Based on historical fragments – what is known about true events – the author creates a tableau of the Ottoman Empire in the early sixteenth century, complete with sights, sounds, smells and cultural attitudes. Due to his esteemed reputation and commission, Michelangelo moves within the upper echelons of the city. He comes across as a somewhat temperamental aesthete, albeit one who eschews many offered pleasures.
Structured in short but richly evocative sections, the reader travels through Constantinople on strolls the artist takes alongside those tasked with looking after his needs. He befriends a poet and is drawn to a beautiful singer / dancer. He struggles to picture the bridge he knows he must help create.

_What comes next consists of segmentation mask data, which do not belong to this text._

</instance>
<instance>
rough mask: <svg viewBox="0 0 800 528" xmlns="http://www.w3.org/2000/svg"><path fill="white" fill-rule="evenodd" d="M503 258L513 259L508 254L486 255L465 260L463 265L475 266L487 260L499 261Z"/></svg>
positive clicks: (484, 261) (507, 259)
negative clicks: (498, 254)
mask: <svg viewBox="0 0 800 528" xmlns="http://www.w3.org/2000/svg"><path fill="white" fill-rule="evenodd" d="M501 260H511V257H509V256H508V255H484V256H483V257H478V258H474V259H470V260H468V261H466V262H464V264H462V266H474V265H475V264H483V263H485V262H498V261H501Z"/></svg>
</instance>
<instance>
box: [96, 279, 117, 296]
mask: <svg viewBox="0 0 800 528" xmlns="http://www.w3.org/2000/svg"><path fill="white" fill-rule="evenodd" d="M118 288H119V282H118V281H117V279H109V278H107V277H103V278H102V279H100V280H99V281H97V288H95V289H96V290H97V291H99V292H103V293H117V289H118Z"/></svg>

Although this latter issue is drawn out in the telling, what fills the pages is a picture of an elite with sensuous appreciation of the arts but one that still harbours deeper, more bestial dangers. The powerful wield their systems of reward and punishment with ruthless vigour. Michelangelo is favoured but, as an infidel, is a magnet for his patron’s enemies.
“Here too there are conspiracies and palace intrigue; jealousies, plotters ready to do anything to discredit Ali Pasha in the Bayezid’s eyes”
A beautifully written account of a time and place that remains concise without sacrificing detail. A skilful imagining of a defining period in Michelangelo’s life that is as much about Constantinople as it is about the artist.
Tell Them of Battles, Kings and Elephants is published by Fitzcarraldo Editions.